All the various gaffes, such as his enormous base salary to his private suites in Vegas during the Pac-12 Conference Championship games, all served to erode public confidence in his leadership.
George Kliavkoff also deserves blame here, as he executed a TV negotiation strategy that was as unrealistic to the current market as anything else. John Canzano reported on Friday that ESPN put an offer on the table in the fall of 2022 for $30 million a year, essentially the same as the Big 12, and the Pac-12 returned with a counteroffer of $50 million, which is in line with the SEC. I’m not sure if this was a case of hubris or the conference really not understanding their worth, but ESPN walked away at that point. Even the proposed Apple TV deal that was presented to the university presidents right before everyone left showed how little Kliavkoff and his crew understood the college spots landscape; he had a deal that could theoretically get the conference well past the Big 12 if subscriber numbers were met, but the lack of exposure would have killed the programs remaining in the conference.
This all sucks. It sucks that the Pac-12 could never adapt to the changing sports landscape both on and off the field, and it sucks that the conference is dying as a result. UCLA, Southern Cal, and everyone else will state that they had to leave in order to secure the futures of their athletic departments, and it will remain a true statement, but it will only be true in absentia because it leaves out the part that all parties hold some modicum of blame for the current situation.

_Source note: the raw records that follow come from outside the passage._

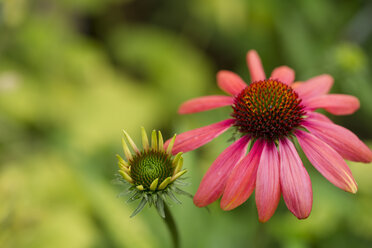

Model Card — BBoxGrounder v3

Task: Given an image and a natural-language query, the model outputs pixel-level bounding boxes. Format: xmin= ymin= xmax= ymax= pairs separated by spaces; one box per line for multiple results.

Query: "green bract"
xmin=117 ymin=127 xmax=192 ymax=218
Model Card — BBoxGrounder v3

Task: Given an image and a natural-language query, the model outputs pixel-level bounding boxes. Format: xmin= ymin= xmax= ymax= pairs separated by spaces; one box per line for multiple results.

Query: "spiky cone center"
xmin=232 ymin=79 xmax=306 ymax=141
xmin=117 ymin=127 xmax=192 ymax=218
xmin=117 ymin=128 xmax=187 ymax=193
xmin=128 ymin=150 xmax=173 ymax=189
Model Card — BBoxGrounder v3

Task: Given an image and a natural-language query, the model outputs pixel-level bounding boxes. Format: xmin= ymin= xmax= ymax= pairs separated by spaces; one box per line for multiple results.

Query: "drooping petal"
xmin=303 ymin=117 xmax=372 ymax=163
xmin=221 ymin=140 xmax=263 ymax=210
xmin=295 ymin=74 xmax=333 ymax=101
xmin=271 ymin=66 xmax=295 ymax=85
xmin=306 ymin=111 xmax=333 ymax=123
xmin=178 ymin=96 xmax=234 ymax=114
xmin=306 ymin=94 xmax=360 ymax=115
xmin=295 ymin=130 xmax=357 ymax=193
xmin=164 ymin=119 xmax=235 ymax=155
xmin=279 ymin=138 xmax=313 ymax=219
xmin=247 ymin=50 xmax=266 ymax=82
xmin=194 ymin=136 xmax=249 ymax=207
xmin=256 ymin=142 xmax=280 ymax=222
xmin=217 ymin=71 xmax=247 ymax=96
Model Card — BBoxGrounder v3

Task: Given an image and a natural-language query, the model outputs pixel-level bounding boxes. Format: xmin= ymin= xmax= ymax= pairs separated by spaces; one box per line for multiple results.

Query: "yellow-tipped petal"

It also creates a fascinating final season for every sport. The stakes were raised across the board, as now whoever wins each individual sport will go down as the final Pac-12 Champion in history. And yes, the conference may continue to shamble on in some zombified form after this year, but everyone will know that it is not the same conference.
The Conference of Champions is dead. Long live the Pac-12.
Not to say I told you so, but...
https://www.themightybruin.com/p/the-physics-of-college-football-expansion
I actually had written most of that article over two years previously (maybe it was even for a once proud flagship, but sadly now defunct, Bruin fan blog) but never got around to polishing it and publishing it. The point of this is not to brag - much - but more so to point out that if some middle aged couch potato in Colorado could see this coming, surely the multi-million dollar salaried commissioners of the Pac-12 Conference and their staffs should have had an inkling that this was a possibility. What an enormous dumpster fire of incompetent and arrogant morons, and what an ignominious end to a storied conference that deserved a better fate.
But the SPTRs may soon be unemployed. So, every cloud does have a silver lining.
I forget if it was the Times or one of the North Cal newspapers, but a decade ago, I read an interview article with Larry Scott when he was putting his grandiose plans into effect. His arrogance was alarming and it was clear in his words that he was so committed to his vision, that his beliefs had become truths to him, while the rest of the world saw him as a fraud.
It was pretty clear then that he was taking the Pac-12 down a very slippery one-way road. His creation of the Pac-12 network was remarkably dumb. He poured billions into a network without first attempting to understand and identify the revenue ceiling the network would generate from carriage fees from cable and satellite providers. Who in their right mind would build a network before securing revenue contracts? Who in their right mind would build a network without first identifying the size of their subscriber base? While making himself one of, if not the highest paid commissioner in the country?
Duh.
As Einstein said, the only thing more dangerous than ignorance is arrogance. That pretty much sums up Larry Scott. He was brilliant in his arrogance to the point where he blinded himself and everyone else in the room who worked with him, including his team, university presidents, chancellors, and AD's.
The Pac-12 has nobody to blame but themselves by placing a child to do a man's job.